The first point is surely that the moral value of assistance depends on what you’re assisting with. Giving food to the hungry is generally agreed to be morally good. Assisting with a robbery is generally thought to be morally bad. Helping an old lady across the road is good, so long as she wants to go.
That being so, assisting in someone’s death may be right or not, depending on your view of the moral standing of death. This is, of course, highly contextual. Death can be a moral good, a timely release, and it comes to us all eventually so there’s no point protesting it forever. However, causing someone else’s premature death is wrong: some people will allow exceptions in wartime, but generally murder is agreed to be wrong. One of the contexts in which the moral value of death is most contentious is suicide. When someone wants to die and chooses to take actions which do in fact lead to that end, is this and can this ever be morally acceptable?

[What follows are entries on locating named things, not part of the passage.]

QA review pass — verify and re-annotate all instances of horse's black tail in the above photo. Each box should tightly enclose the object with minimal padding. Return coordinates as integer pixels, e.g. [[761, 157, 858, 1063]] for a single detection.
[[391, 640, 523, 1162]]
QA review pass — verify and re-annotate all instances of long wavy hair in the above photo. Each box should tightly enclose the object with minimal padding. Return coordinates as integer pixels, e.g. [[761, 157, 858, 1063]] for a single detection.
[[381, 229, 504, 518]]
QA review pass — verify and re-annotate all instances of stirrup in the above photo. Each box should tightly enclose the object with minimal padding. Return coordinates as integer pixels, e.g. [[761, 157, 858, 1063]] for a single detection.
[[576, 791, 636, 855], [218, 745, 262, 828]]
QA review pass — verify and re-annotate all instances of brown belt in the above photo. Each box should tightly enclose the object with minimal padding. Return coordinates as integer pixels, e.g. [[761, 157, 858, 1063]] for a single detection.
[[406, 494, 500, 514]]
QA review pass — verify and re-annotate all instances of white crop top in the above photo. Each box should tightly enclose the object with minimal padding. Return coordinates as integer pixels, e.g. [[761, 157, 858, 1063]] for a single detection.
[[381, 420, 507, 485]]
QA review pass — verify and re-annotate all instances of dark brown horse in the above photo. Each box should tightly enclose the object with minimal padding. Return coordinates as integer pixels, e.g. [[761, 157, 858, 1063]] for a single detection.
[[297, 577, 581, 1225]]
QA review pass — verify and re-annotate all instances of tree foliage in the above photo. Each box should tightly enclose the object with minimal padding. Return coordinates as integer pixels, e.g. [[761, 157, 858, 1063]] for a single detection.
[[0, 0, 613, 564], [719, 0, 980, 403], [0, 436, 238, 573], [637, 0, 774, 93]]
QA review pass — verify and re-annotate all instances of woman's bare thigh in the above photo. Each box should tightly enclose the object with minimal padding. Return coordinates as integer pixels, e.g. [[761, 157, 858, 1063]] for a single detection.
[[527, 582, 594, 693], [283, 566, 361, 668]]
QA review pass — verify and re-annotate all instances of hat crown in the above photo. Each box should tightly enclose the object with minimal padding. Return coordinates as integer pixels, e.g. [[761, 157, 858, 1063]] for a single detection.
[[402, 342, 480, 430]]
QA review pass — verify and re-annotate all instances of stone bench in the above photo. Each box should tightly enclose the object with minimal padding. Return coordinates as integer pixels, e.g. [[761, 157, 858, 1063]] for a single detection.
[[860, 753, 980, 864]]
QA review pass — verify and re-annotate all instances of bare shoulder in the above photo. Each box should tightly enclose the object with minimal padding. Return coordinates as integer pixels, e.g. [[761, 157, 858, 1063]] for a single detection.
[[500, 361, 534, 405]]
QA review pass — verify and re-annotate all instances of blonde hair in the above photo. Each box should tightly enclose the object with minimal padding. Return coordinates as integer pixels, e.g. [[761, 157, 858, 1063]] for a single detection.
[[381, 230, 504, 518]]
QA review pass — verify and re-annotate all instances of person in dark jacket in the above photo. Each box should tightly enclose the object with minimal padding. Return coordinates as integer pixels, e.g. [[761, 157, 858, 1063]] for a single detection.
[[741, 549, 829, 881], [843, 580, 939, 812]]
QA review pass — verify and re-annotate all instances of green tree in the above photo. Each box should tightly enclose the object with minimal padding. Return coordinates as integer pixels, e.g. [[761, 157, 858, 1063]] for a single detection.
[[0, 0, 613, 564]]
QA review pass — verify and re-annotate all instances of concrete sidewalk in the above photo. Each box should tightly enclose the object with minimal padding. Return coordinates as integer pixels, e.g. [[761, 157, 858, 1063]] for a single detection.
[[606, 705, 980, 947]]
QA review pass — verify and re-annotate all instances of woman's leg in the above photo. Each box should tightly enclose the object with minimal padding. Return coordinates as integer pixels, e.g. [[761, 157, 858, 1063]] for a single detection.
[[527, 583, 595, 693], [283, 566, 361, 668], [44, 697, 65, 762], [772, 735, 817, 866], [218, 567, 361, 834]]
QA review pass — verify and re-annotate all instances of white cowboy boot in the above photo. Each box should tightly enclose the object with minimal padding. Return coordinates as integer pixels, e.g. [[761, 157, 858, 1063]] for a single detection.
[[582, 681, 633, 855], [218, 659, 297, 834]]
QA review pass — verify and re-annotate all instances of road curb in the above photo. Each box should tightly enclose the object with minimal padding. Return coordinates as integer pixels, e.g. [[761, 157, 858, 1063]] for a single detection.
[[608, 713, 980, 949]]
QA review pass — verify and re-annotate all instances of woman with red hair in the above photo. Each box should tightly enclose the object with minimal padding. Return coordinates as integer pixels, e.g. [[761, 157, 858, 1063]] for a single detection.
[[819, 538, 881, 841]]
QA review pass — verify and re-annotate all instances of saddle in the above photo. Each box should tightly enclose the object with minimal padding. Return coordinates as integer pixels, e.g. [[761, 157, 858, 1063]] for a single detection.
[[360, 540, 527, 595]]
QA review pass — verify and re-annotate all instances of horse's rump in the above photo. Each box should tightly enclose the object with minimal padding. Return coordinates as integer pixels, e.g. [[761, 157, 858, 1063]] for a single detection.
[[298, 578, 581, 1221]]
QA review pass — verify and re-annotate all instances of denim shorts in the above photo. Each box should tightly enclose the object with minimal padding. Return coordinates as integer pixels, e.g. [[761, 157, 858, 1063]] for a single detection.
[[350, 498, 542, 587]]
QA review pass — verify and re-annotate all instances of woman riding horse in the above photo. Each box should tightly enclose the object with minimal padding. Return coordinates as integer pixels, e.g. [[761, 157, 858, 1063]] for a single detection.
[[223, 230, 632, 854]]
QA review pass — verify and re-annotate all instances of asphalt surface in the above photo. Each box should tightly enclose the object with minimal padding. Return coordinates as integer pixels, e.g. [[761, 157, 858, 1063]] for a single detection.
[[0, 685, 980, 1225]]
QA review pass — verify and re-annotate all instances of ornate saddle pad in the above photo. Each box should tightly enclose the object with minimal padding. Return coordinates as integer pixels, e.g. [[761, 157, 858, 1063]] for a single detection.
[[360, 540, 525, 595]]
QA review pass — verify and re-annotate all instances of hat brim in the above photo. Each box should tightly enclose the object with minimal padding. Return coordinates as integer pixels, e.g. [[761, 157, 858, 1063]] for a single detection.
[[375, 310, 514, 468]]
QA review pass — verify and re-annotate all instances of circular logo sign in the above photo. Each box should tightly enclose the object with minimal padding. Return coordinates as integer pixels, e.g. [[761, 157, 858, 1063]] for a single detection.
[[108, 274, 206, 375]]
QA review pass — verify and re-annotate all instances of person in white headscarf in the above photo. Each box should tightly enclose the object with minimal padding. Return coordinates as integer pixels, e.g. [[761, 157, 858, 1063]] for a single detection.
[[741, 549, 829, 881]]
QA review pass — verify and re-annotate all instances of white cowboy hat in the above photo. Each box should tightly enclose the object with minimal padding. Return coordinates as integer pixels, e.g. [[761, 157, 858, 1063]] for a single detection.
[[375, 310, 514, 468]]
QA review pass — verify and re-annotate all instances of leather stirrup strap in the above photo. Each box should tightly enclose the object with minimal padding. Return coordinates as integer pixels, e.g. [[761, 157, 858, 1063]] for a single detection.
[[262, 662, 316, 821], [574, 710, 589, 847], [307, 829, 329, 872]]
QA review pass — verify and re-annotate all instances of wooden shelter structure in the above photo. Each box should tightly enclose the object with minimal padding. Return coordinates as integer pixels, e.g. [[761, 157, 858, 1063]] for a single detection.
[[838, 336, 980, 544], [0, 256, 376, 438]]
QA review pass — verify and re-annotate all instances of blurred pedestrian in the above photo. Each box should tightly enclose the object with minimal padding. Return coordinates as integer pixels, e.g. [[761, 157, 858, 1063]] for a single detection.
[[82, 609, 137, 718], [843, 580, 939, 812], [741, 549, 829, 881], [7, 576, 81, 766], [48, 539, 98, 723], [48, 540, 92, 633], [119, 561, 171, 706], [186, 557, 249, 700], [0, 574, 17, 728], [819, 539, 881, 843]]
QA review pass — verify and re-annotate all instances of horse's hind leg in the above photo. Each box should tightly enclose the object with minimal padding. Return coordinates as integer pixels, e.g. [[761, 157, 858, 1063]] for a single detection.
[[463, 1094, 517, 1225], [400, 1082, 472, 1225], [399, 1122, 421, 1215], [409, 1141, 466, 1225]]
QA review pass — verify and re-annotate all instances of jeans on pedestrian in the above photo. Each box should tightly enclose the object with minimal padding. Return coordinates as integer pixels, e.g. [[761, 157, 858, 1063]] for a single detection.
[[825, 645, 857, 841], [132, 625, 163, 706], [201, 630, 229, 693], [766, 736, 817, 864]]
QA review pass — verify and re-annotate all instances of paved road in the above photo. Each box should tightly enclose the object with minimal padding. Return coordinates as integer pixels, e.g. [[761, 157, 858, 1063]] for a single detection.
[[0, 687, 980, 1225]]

I don’t know. I do think that we cannot address the question of euthanasia without discussing it. There is a lot of talk in the ‘assisted dying’ discussion about people who are assumed to be ‘dying already’ – as if we aren’t all dying already in the long run; as if being under a certain age means you can’t have a terminal disease; as if doctors can accurately predict the course of a disease in a particular case; as if a terminal disease, one which actively kills you, is worse to live with than a chronic disease, one which is always with you until something else kills you. If being in pain, needing care, and knowing that you will die is enough to justify medical help with suicide if you have cancer, why is being in pain, needing care, and knowing that you will die not enough to justify medical help with suicide if you have chronic fatigue syndrome?
Before we can talk about the moral value of helping with suicide, we need to talk about suicide itself. Who is and is not ‘allowed’ to commit suicide? What justifications do we accept? Is there a real difference between emotional pain (caused by life circumstances, or depression, for example) and physical pain? Whose judgements do we accept about the quality of someone’s life? Would you react differently to the same desire for death expressed by someone 20 years old, 50 years old, 80 years old? By someone born with disabilities or who has what you consider normal abilities, by someone who hallucinates or has religious experiences, by someone rich or poor, by someone with children or without? Is it enough for the individual to determine that their own life is not worth living, or does society have to agree that their life is worthless?